Last week at CampV + A Few Thoughts About Cairns

I spent my final stretch at CampV with the new resident artist, the amazing Laurel Boeck. We became fast friends even after I prepared an almost inedible spicy curry for her on her first night. I’ll never forget her words as she left my cabin to get a few items to mellow the spice, “We’re artists; we can do anything!” Those, my friends, are words to live by! Despite the spicy curry, she spent the next few days with me painting en plein air. I treasure new knowledge gained from other artists, and my time with Laurel was no exception. She’s a skilled artist with a generous soul and the heart of a teacher. As I drove away from CampV on my last day, I felt sad but excited to return to my home studio. I’ll apply my new skills and begin painting significant works for my next series.

The job of an artist is to continue to explore and grow. We must challenge ourselves and try new things with a willingness to take risks. We rearrange our processes and ideas to make things new. This reminds me of cairns, stacks of rocks that mark something significant. They are trail markers, summit indicators, property markers, and memorials. They are dry-stacked, sometimes in simple piles, sometimes in sculptural forms. Since they are dry-stacked, cairns get knocked down and blown over. They are then re-stacked, forever changing form, never permanent.

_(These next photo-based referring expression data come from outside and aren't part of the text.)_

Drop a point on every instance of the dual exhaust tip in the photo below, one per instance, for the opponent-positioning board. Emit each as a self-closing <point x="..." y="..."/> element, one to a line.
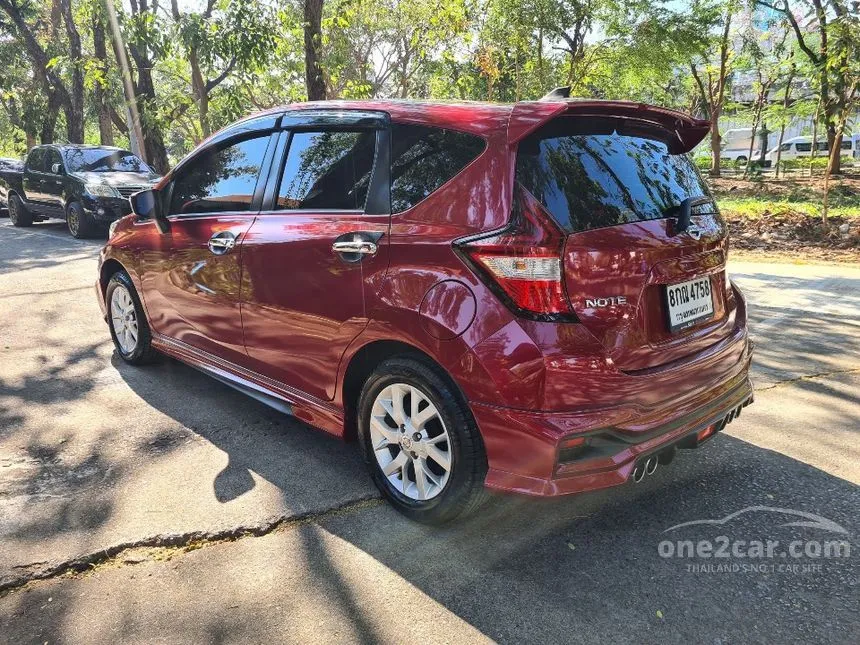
<point x="647" y="467"/>
<point x="650" y="465"/>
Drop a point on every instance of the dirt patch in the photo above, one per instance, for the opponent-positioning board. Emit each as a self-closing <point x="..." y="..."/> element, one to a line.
<point x="779" y="218"/>
<point x="844" y="190"/>
<point x="798" y="236"/>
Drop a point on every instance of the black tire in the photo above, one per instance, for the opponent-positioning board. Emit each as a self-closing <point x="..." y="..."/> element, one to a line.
<point x="80" y="225"/>
<point x="142" y="352"/>
<point x="18" y="213"/>
<point x="464" y="491"/>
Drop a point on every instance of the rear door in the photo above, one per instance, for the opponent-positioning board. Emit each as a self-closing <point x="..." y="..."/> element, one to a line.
<point x="53" y="182"/>
<point x="192" y="275"/>
<point x="34" y="171"/>
<point x="321" y="237"/>
<point x="652" y="293"/>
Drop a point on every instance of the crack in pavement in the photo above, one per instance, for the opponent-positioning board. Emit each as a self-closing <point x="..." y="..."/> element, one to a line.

I’ve recently encountered cairns glued together in gift shops and private homes. In my weird little brain, a needle dragged across the album. Cairns glued together? That’s all wrong, a sacrilege! Why?

Humans desire permanence and predictability, especially as we age. I’m no longer a young woman and have more years behind than in front of me. As I’ve aged, I’ve stayed inside the lines, played it safe, and glued my metaphorical cairns together. Heck, I’ve even mortared them in place! I repeat myself, doing what I know. My residency at CampV disrupted this tendency. It knocked over a few of my most treasured cairns. A growth mentality requires disruption of the status quo and some discomfort. I enjoy this quote from David Bowie:

If you feel safe in the area you’re working in, you’re not working in the right area. Always go a little further into the water than you feel you can be in. Go a little bit out of your depth, and when you don’t feel your feet are quite touching the bottom, you’re just about in the right place to do something exciting.

Whether in shallow water or gluing cairns together, I must go deeper and put the glue away. Cairns are useful markers and way-finders, but it’s okay to knock them down, move them, and rebuild them in a new form. 

Check out Laurel’s website – www.boeckstudio.com

CampV-Weeks 2-3- The Joy of Play

Here at CampV, weeks two and three flew past so quickly that I neglected to post after week two – oops. No one will ever accuse me of being a social media influencer or maven, and I’m okay with that. 

I’ve never had this much uninterrupted, focused, creative time to think, research, and sketch. I’m amazed at the insight I’ve gained. My ideas for the next series are coming together and making sense. I’ve also started making digital collages from the hundreds of photos of the Dolores River and the surrounding landscape. So far, I’ve put over 1000 miles on my car while out taking those photos.

As far as painting outdoors, I’m slowly improving. I’ve only painted landscape studies, nothing finished. My last blog entry was about my first day working outside and how conditions were rough. I made a plan to work with the weather in the future. I did and began using loose charcoal to create drawings to cooperate with the wind rather than fight it. I’m now a fan of using loose charcoal on windy days and its unpredictable, free-wheeling messiness. The drawings are not phenomenal and will never hang in a gallery, and I look like I’ve been in a coal mine when finished. But for me, it’s play. PLAY! I’m a kid again, just noodling around with basic materials, experimenting, the wind snatching my drawing support, and throwing charcoal into my eyes. It’s a beautiful thing! The wind assists and beats me up a little, but we do it together. 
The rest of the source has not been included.